School Corridor Lockers There are now two lawsuits filed against the “Education Savings Account” law enacted by the last session of Nevada’s Assembled Wisdom.  The first came late last month from the ACLU, and now a second comes from parents who are disturbed that the law takes revenue collected for public education and diverts it to private and religious schools.

“The lawsuit filed Wednesday claims ESAs violate the state constitution by diverting funds “exclusively” meant for public schools to private schools and other private expenses. It also argues the ESA bill undercuts funding for public schools to a less-than-sufficient level and does not mandate private schools to follow the same non-discrimination and accountability rules that state law requires of public schools.

The lawsuit includes a request for a judge to permanently block the Nevada treasurer’s office from implementing the ESA program, according to a news release.”  [LVRJ]
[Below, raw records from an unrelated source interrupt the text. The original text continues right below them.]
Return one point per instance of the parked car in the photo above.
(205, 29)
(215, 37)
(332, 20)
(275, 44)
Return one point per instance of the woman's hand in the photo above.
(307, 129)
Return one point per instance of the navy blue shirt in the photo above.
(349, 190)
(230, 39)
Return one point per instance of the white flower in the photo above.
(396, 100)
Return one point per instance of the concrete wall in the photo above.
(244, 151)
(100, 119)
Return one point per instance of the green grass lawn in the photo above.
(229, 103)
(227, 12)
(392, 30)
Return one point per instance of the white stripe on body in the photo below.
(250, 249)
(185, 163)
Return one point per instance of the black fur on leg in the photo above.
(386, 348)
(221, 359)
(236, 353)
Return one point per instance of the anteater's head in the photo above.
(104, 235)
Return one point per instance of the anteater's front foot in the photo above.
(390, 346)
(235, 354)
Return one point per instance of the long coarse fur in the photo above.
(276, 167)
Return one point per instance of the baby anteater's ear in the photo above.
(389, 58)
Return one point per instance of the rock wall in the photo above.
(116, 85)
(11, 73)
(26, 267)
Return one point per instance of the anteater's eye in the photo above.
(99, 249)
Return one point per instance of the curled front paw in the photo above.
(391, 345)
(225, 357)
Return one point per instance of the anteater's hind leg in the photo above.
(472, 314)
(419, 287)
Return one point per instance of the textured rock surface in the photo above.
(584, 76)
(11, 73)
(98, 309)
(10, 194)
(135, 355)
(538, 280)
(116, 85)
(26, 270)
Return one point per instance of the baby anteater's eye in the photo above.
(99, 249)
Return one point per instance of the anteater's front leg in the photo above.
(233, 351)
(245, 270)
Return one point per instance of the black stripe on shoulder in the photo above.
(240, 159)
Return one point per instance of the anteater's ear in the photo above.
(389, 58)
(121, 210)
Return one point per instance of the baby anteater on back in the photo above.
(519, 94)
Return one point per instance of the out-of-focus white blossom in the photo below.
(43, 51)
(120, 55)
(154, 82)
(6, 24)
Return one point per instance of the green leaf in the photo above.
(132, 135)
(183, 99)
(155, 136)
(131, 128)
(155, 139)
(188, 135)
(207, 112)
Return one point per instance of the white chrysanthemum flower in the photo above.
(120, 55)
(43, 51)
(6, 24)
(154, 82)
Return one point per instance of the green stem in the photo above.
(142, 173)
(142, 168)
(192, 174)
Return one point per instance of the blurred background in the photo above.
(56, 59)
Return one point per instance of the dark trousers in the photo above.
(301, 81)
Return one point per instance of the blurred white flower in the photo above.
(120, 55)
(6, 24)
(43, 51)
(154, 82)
The notion that private is always better than public seems to undergird the assumptions of the proponents of public support for private education.  There are several streams that converge into this ideological river, some stronger than others.  Some relevant to the issues at hand, and others less so. The arguments are worth exploring.

Diversion

Proponents of the measure argue that since it’s the parents who make the funding request from the State Treasurer’s office, they have every right to make the diversion.  There’s a slippery slope question herein: Does an individual have the right to request the diversion of public funds for the benefit of a private enterprise?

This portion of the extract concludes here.